Dementia funding withdrawal hurts vulnerable older Australians

Older Australians living with dementia and severe behavioural and psychological symptoms are at risk of receiving a lower quality of care after the Assistant Social Services Minister Mitch Fifield announced the Government is scrapping the Dementia and Severe Behaviours Supplement.

Mr Fifield said a projected 10-fold overspend in the first year of the Supplement has made its continuation unaffordable, but the timing of the announcement couldn't be worse, Catholic Health Australia argues.

"Aged care services across Australia have largely completed their budgeting processes for 2014-15 and they had factored into those budgets the expected funds from the Dementia Supplement," said Catholic Health Australia director of aged care Nick Mersiades.

"Many are now faced with looking how to save money wherever possible, rather than compromising the additional care they have been offering to people living with the severe behavioural symptoms of dementia.

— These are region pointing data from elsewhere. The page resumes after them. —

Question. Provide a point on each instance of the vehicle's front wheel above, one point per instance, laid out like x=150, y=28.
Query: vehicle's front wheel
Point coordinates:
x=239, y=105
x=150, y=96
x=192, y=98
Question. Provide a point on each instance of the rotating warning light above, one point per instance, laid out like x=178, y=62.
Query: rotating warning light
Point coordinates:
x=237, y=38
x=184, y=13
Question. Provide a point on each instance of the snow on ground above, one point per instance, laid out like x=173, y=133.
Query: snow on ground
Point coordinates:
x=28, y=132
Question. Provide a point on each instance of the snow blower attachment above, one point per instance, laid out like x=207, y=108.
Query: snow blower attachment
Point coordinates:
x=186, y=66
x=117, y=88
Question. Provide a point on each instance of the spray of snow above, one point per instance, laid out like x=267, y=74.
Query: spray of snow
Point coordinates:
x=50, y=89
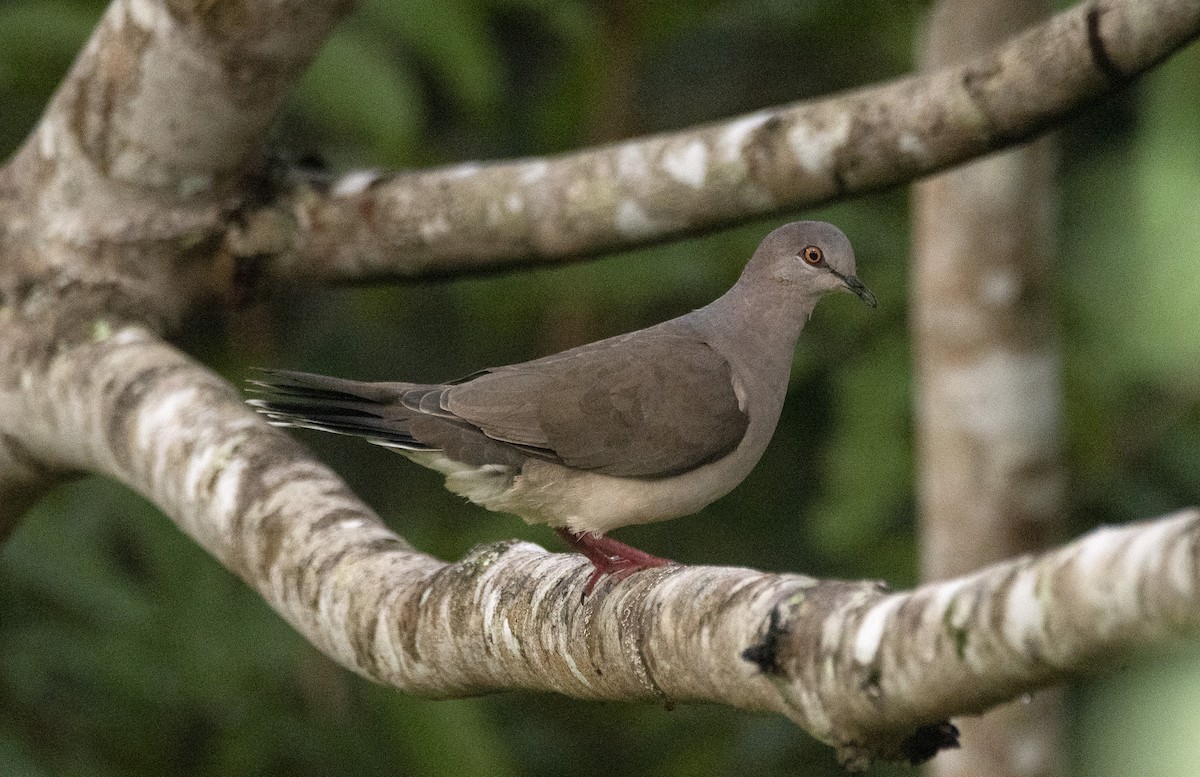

"It is our understanding that this overspend has been known about since late last year."

Mr Mersiades said it is reasonable for Mr Fifield to consider the future of the Supplement in light of the vast disparity between the estimated cost and the actual cost in the first 10 months of its existence, but to offer five weeks' notice of its cessation is not reasonable.

"This is about more than Budget overspends. This is about providing the best possible care, which is what older Australians deserve to receive," he said.

Mr Mersiades said the Minister's commitment to working with providers and consumers to reach an agreement on how best to support people with dementia and related behavioural symptoms is encouraging, but this work needs to be prioritised and completed urgently.

"At the very least, the Dementia and Severe Behaviours Supplement should remain in place until alternative arrangements are put in place to provide the additional support required to care for this vulnerable group," Mr Mersiades said.